Johnson & Johnson Launches Landmark Head-to-Head Pulsed Field Ablation Trial in Persistent Atrial Fibrillation

Irvine, CA - April 24, 2026 - Johnson & Johnson today announced the initiation of the PERSIGMA randomized controlled trial (RCT), one of the first randomized studies evaluating competitive pulsed field ablation (PFA) technologies. In this rapidly advancing field, there is an increasing need for head-to-head data that provides insights on how different technologies influence outcomes in practice. PERSIGMA RCT reflects a deliberate step forward to generate clear, comparative evidence and bring greater rigor to how PFA technologies are evaluated.

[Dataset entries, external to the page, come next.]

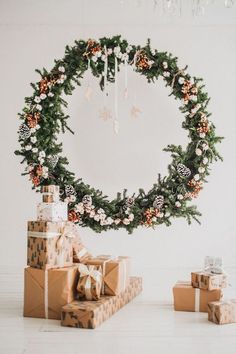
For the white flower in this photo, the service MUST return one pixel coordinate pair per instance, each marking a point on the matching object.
(39, 107)
(97, 217)
(198, 152)
(181, 80)
(92, 214)
(165, 65)
(33, 139)
(61, 69)
(126, 221)
(201, 169)
(42, 154)
(166, 74)
(43, 96)
(28, 147)
(37, 99)
(205, 147)
(45, 172)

Up to 466 participants across 50 sites will be randomly assigned to receive treatment with either VARIPULSE Pro Platform -the next-generation pulse sequence PFA- or the control FARAPULSE PFA platform1 in patients with persistent atrial fibrillation (AFib). VARIPULSE Pro received CE mark in March, and is not yet approved in the U.S. The study's primary endpoints include safety, evaluated by the occurrence of primary adverse events, and effectiveness, defined by freedom from arrhythmia recurrences during the evaluation period of 60 days after the procedure.

Johnson & Johnson is committed to continuously evolving its PFA portfolio. The VARIPULSE Pro Platform is integrated with the CARTO System, a connected ecosystem that brings together imaging, mapping, and therapy. This evolution is driven through multigenerational innovative launches, including optimized irrigation rates and enhanced pulse sequences to further improve procedural efficiency and patient outcomes^i,ii,iii,iv. It seeks to build on the platform's proven precision^v,vi and safety profile^vii supported by VARIPURE 12-month interim results, presented at the 2026 EHRA Congress^viii. Additional real-world data will be presented during HRS 2026^ix,x,xi.

"Having this head-to-head study to compare pulsed field ablation technologies is extremely important for the electrophysiology community since it will help us better understand how they perform relative to one another and make more informed treatment decisions in daily practice", said Devi Nair², M.D., FHRS, Director of Cardiac Electrophysiology & Research, St. Bernard's Medical Center & Arrhythmia Research Group, Jonesboro, Arkansas, and Co-National Study Principal Investigator of the PERSIGMA trial.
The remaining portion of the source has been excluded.